À quelques semaines de la rentrée universitaire, des milliers d'étudiants sont toujours à la recherche d'un logement. Pour ceux qui ne peuvent pas bénéficier d'un garant ou des aides personnalisées au logement (APL), la situation est particulièrement critique. « Je ne sais pas où je vais vivre à la rentrée », confie Léa, 20 ans, étudiante en licence de psychologie à l'université Paris-Cité.
Un marché locatif de plus en plus tendu
La pression sur le marché locatif étudiant est à son comble. Selon les chiffres de l'Observatoire de la vie étudiante (OVE), le nombre de logements étudiants disponibles a diminué de 15 % en un an dans les grandes métropoles. Les loyers, eux, ont augmenté en moyenne de 8 % sur la même période. « Les propriétaires sont de plus en plus exigeants : ils demandent des garants solvables, souvent avec des revenus trois fois supérieurs au loyer, ce qui est impossible pour la plupart des étudiants », explique Sarah Leclerc, responsable de l'agence immobilière Studimmo à Paris.
Pour les étudiants étrangers ou ceux dont les parents ne peuvent pas se porter garants, la situation est encore plus difficile. « Je suis boursière, mais mes parents ne gagnent pas assez pour être garants. Les banques refusent de me prêter de l'argent pour la caution, et je n'ai pas accès aux APL parce que je suis en colocation non déclarée », témoigne Amina, 22 ans, en master de sciences politiques.
Des solutions alternatives insuffisantes
Face à cette crise, certaines universités et collectivités tentent de mettre en place des dispositifs d'aide.

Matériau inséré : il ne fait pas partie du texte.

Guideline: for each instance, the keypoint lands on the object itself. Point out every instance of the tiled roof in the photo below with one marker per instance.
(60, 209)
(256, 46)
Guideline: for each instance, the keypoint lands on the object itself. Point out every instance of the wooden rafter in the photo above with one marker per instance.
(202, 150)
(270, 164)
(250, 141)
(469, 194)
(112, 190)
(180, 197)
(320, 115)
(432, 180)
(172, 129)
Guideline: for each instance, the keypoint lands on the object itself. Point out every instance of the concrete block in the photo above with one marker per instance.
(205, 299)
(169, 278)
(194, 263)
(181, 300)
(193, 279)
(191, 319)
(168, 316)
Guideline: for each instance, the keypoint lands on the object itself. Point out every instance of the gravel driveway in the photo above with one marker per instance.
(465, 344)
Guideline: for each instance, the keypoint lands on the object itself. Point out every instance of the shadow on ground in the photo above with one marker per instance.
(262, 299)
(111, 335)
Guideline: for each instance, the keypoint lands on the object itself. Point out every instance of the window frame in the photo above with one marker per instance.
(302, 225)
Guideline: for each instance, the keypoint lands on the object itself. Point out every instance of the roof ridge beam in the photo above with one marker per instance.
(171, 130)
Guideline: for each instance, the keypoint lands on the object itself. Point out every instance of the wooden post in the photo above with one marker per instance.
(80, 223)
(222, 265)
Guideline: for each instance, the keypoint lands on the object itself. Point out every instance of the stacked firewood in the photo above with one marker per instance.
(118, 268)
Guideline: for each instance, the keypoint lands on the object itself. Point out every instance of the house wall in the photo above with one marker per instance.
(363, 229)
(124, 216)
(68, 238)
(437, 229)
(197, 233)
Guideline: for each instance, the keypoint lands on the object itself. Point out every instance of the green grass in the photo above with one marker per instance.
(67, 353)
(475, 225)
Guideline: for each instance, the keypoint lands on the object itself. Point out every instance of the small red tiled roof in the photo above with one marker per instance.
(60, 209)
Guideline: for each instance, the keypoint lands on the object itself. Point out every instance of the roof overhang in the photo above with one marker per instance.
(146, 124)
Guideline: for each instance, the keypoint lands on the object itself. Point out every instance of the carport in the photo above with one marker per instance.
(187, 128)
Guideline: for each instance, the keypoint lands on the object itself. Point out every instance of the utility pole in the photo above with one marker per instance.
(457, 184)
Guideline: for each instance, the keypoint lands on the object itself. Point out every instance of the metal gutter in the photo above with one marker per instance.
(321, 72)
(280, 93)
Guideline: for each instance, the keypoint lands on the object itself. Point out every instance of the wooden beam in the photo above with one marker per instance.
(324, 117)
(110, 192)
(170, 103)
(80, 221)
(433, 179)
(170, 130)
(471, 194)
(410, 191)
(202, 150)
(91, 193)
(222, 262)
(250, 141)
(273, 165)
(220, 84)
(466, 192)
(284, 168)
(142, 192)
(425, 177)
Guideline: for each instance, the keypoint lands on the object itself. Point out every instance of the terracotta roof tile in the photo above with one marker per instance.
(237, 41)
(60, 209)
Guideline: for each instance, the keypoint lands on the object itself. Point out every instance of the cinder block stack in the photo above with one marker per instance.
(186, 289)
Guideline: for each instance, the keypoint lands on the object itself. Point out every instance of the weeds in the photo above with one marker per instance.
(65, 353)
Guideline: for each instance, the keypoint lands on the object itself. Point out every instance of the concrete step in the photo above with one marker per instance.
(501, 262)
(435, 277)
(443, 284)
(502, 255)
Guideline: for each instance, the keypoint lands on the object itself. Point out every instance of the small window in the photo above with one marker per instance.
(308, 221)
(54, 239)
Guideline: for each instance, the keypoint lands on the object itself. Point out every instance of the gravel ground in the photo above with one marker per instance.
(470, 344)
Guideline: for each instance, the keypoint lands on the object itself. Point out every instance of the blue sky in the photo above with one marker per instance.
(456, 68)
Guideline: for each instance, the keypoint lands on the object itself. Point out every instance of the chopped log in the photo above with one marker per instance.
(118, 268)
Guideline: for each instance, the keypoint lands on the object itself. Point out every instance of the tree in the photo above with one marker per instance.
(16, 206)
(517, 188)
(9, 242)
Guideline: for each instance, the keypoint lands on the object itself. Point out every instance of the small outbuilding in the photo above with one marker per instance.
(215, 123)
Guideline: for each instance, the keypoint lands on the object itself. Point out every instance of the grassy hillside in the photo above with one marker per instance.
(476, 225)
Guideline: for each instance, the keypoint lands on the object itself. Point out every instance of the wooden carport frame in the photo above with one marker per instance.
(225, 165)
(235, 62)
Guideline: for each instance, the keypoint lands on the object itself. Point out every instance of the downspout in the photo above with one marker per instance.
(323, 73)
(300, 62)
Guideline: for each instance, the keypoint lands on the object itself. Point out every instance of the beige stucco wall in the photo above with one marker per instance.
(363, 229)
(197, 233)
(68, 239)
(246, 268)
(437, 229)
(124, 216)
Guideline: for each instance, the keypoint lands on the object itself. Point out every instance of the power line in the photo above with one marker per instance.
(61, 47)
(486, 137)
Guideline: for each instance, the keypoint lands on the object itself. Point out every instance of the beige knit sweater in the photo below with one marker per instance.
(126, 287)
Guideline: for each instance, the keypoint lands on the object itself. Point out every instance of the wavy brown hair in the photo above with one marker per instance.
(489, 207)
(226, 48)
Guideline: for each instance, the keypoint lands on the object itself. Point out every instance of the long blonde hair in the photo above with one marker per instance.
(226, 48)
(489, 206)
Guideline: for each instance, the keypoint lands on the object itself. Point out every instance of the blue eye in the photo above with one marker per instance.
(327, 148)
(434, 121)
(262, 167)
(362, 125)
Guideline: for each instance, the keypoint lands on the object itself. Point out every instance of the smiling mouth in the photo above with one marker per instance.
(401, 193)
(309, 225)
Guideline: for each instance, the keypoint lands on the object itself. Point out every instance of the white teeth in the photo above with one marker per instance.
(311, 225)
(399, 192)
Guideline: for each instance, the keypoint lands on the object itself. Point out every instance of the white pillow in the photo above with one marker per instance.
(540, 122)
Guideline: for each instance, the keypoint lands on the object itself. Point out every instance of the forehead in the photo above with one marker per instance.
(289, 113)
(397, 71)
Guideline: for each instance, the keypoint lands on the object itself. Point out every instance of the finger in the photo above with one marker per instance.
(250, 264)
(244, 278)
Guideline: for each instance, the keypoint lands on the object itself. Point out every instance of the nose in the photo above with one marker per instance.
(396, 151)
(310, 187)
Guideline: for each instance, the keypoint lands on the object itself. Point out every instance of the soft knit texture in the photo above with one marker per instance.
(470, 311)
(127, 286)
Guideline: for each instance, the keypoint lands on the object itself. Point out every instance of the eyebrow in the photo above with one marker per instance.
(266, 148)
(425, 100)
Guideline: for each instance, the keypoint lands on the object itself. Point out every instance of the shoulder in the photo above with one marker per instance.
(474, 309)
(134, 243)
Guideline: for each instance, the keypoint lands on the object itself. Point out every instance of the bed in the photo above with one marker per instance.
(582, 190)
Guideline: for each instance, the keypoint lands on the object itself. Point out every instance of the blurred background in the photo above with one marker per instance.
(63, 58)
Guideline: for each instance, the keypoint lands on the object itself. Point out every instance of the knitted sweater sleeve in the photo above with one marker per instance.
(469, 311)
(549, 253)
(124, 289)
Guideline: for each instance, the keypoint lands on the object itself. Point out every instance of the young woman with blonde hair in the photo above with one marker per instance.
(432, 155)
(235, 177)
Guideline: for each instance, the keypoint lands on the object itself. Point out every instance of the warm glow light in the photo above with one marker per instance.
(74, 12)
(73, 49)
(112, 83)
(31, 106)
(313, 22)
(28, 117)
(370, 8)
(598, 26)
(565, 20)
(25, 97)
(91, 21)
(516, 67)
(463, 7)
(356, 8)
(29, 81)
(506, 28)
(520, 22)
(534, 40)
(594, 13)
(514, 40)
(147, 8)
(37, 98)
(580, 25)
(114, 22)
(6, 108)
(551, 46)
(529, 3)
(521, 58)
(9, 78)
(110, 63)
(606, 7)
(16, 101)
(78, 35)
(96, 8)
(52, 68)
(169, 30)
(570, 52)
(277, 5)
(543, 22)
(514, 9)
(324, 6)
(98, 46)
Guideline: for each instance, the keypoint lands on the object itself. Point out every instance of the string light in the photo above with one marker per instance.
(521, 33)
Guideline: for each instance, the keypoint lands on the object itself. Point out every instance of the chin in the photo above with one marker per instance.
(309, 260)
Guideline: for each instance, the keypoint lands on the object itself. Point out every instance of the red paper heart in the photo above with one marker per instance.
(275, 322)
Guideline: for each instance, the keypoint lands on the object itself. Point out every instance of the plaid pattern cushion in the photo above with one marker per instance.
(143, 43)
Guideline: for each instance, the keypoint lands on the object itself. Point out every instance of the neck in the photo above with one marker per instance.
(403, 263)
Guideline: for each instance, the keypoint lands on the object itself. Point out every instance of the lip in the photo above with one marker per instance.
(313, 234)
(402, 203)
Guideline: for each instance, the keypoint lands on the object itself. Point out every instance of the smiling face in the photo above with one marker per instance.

Le Crous propose des logements à des loyers modérés, mais les places sont rares : seulement 10 % des étudiants peuvent en bénéficier. « Nous avons reçu 50 000 demandes pour 5 000 logements disponibles cette année », indique le directeur du Crous de Lyon, Marc Dubois.
Des associations comme l'AFEV (Association de la fondation étudiante pour la ville) ou le réseau SOLIHA aident les étudiants à trouver des garants solidaires. « Nous mettons en relation des étudiants avec des particuliers qui acceptent de se porter garants bénévolement. Mais le nombre de volontaires est insuffisant face à la demande », précise Julie Martin, coordinatrice de l'AFEV.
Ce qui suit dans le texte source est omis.